Тебе, о великий подвижник, в угоду
Да стану я преданной Бхаратов роду.
Чтоб вас прославлять, мне столетия мало,
Вы - блага и чести исток и начало.
Условимся: как бы себя ни вела я, -
Твой сын, о поступках моих размышляя,
Вовек да не спросит, откуда я родом, -
И счастье с моим обретет он приходом.
Своим сыновьям, добродетельным, честным,
Он будет обязан блаженством небесным».
Сказала - исчезла из глаз властелина.
Он стал дожидаться рождения сына.
Он, был среди воинов, подвиги чести
Свершал с добронравной супругою вместе,
Во имя добра и покоя трудился,
И сын у четы седовласой родился, -
Тот самый Махабхиша в облике новом,
Как было всесильным завещано словом.
Пратипа, беззлобный душой, мальчугану
Дал скромное имя - Смиренный, Шантану:
Пускай завоюет он мир милосердьем,
Законы добра исполняя с усердьем.
Он рос в почитанье заветов и правил.
Пратипа вступившего в возраст наставил:
«Красива, прелестна, одета богато,
Пришла ко мне женщина, сын мой, когда-то.
Быть может, к тебе она явится вскоре
С желаньем добра и с любовью во взоре.
Не должен ты спрашивать: «Кто ты и чья ты?»

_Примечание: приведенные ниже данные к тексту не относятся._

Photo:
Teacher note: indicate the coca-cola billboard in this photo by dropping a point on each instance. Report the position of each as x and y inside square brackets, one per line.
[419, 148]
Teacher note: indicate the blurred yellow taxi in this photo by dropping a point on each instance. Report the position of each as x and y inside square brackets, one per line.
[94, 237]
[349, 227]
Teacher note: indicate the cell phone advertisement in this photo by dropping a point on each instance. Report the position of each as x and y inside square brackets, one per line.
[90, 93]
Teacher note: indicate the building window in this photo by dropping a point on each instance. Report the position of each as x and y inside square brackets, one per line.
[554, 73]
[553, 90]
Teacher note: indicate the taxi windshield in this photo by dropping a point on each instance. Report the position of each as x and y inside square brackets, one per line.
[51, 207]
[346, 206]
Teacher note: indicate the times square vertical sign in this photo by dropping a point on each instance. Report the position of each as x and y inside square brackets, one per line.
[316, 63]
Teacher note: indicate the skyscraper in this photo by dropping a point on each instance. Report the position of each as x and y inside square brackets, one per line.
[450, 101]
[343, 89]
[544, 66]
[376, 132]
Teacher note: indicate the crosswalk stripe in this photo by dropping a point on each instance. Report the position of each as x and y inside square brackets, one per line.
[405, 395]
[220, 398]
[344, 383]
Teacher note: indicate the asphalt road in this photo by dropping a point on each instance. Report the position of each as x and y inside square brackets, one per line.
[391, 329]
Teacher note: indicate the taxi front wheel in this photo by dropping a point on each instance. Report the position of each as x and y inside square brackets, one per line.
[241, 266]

Ты с ней сочетайся, любовью объятый.
Не спрашивай ты о поступках подруги,
Ты будешь иметь сыновей от супруги.
Ты с ней насладись, чтоб она, молодая,
Тобой насладилась, тебе угождая».
Пратипа, последний сказав из приказов
И сына Шантану на царство помазав,
Бесхитростный, чуждый корысти и злобе,
Ушел - и в лесной поселился чащобе.
[СЫНОВЬЯ ГАНГИ И ШАНТАНУ]
Шантану, сей лучник, искавший добычу,
Охотился часто за всякою дичью,
Всегда избирал потаенные тропы,
Где бегали буйволы и антилопы.
У Ганги-реки, на пути одиноком,
Встречался, отважный стрелок ненароком
С певцами небесными, с полубогами;
Звенела земля у него под ногами.
Однажды красавицу встретил Шантану,
И он удивился прелестному стану.
Иль то божество красоты приближалось,
На лотосо чистом пред ним возвышалось?
Свежа, белозуба, мила и беспечна,
В тончайших одеждах, во всем безупречна,
Она воссияла светло и невинно,
Как лотоса редкостного сердцевина!
Смотрел властелин, трепеща, восхищаясь.
Глазами он пил ее, не насыщаясь.
Она приближалась, желанна до боли, -
И пил он, и жаждал все боле и боле!
Он тоже, в блистании царственной власти,
Зажег в ней пылание радостной страсти:
Смотрела на воина с жарким томленьем,
Смотрела, не в силах насытиться зреньем!